À la veille du 8 mars, Journée internationale des droits des femmes, le ministère français de l’Europe et des Affaires étrangères a présenté la feuille de route 2025-2030 de sa diplomatie féministe. Un document stratégique attendu de longue date par la société civile française et lancé dans un contexte international particulièrement difficile.

Une stratégie ambitieuse menacée par les coupes budgétaires de l’aide publique au développement
Ce lancement intervient dans un contexte mondial délétère. D’une part, la montée des mouvements anti-droits et conservateurs menacent les droits que l’on pouvait croire acquis pour les femmes, les filles et les minorités de genre. D’autre part, l’aide publique au développement (APD) subie actuellement des coupes budgétaires inédites.
Plusieurs pays européens, y compris la France, réduisent de façon significative leurs engagements en matière d’APD, et notamment les financements dédiés au genre. Cela fragilise les progrès réalisés ces dernières années et éloigne peu à peu ces pays de l’objectif de sanctuarisation de 0,7 % du PIB des pays du Nord en faveur de l’aide internationale. Fixé par les Nations Unies en 1970, cet objectif ne date pas d’hier mais la France ne l’a intégré dans sa législation qu’en 2014 et repousse sans cesse son atteinte.

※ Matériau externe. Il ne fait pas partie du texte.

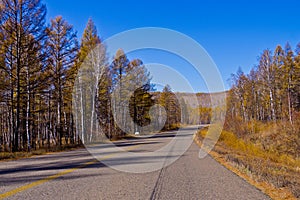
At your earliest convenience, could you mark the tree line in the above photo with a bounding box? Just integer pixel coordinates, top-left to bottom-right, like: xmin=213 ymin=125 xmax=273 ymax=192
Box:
xmin=0 ymin=0 xmax=181 ymax=152
xmin=228 ymin=43 xmax=300 ymax=124
xmin=225 ymin=43 xmax=300 ymax=144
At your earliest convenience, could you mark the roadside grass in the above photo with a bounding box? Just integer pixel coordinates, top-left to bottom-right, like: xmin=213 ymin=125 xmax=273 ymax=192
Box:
xmin=0 ymin=145 xmax=82 ymax=161
xmin=195 ymin=128 xmax=300 ymax=199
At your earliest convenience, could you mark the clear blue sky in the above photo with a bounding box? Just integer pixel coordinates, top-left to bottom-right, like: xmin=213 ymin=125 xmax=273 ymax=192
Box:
xmin=43 ymin=0 xmax=300 ymax=91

De l’autre côté de l’Atlantique, l’administration Trump provoque un séisme sans précédent en suspendant quasiment du jour au lendemain près de 90 % du budget de USAID (l’organisme gouvernemental américain chargé du développement économique et de l’aide humanitaire). Cela entraine des conséquences dramatiques, notamment sur l’éducation, l’accès aux soins et aux services de base pour des millions de personnes à travers le monde.
La nécessité d’un signal fort dans un contexte d’attaques répétées contre les droits des femmes et des filles
Le lancement de cette stratégie, qui définit les piliers et priorités de l’action extérieure de la France jusqu’en 2030, était attendu depuis 2019, année où le gouvernement s’était engagé publiquement à adopter une politique étrangère féministe. Présentée par le ministre de l’Europe et des affaires étrangères Jean-Noël Barrot, cette feuille de route résulte d’un long travail de consultation avec la société civile. Elle n’est pourtant pas encore publiée dans son intégralité.
À travers cette stratégie, la France cherche à définir sa diplomatie féministe, censée être désormais portée par tous les ministères. Celle-ci doit s’appliquer à toutes les dimensions de la politique étrangère : commerce extérieur, défense, sécurité, relations diplomatiques…etc. Cependant, elle n’intègre toujours pas, à ce stade, une approche systémique et intersectionnelle qui permettrait de prendre en compte d’autres inégalités existantes, comme celles liées, par exemple, à l’histoire du colonialisme.
Des engagements financiers indispensables à la mise en œuvre de la stratégie
« La diplomatie féministe vise à promouvoir une action climatique et environnementale féministe, à défendre les droits des femmes dans l’environnement numérique et l’intelligence artificielle et à mobiliser la diplomatie économique et commerciale en faveur de l’égalité. » Peut-on lire sur le site internet du Ministère. Cette stratégie se veut donc ambitieuse. Pourtant, elle ne pourra être efficace que si elle est assortie de financements qui permettent sa mise en œuvre. Sans moyens, ces objectifs ne seront, à l’évidence, pas atteints.
Il y a quelques semaines, la France a décidé de réduire son budget de plus de 2 milliards d’euros pour l’année 2025. Le Fonds de Soutien aux Organisations Féministes (FSOF), qui est un mécanisme de financement qui a soutenu plus de 1400 organisations féministes entre 2020 et 2024, risque d’en pâtir. Il semble dès lors difficile de résoudre une telle contradiction : décider de promouvoir une diplomatie féministe ambitieuse sans prévoir des moyens financiers suffisants pour la mettre en œuvre.
La diplomatie féministe ne pourra porter ses fruits que si elle dessine une ligne cohérente entre toutes les actions extérieures de la France. Elle ne doit pas se réduire à un simple discours politique, mais constituer le fondement d’une politique étrangère féministe ambitieuse, accompagnée d’un cadre de responsabilité, d’un suivi avec la société civile, et des ressources nécessaires pour répondre aux enjeux actuels.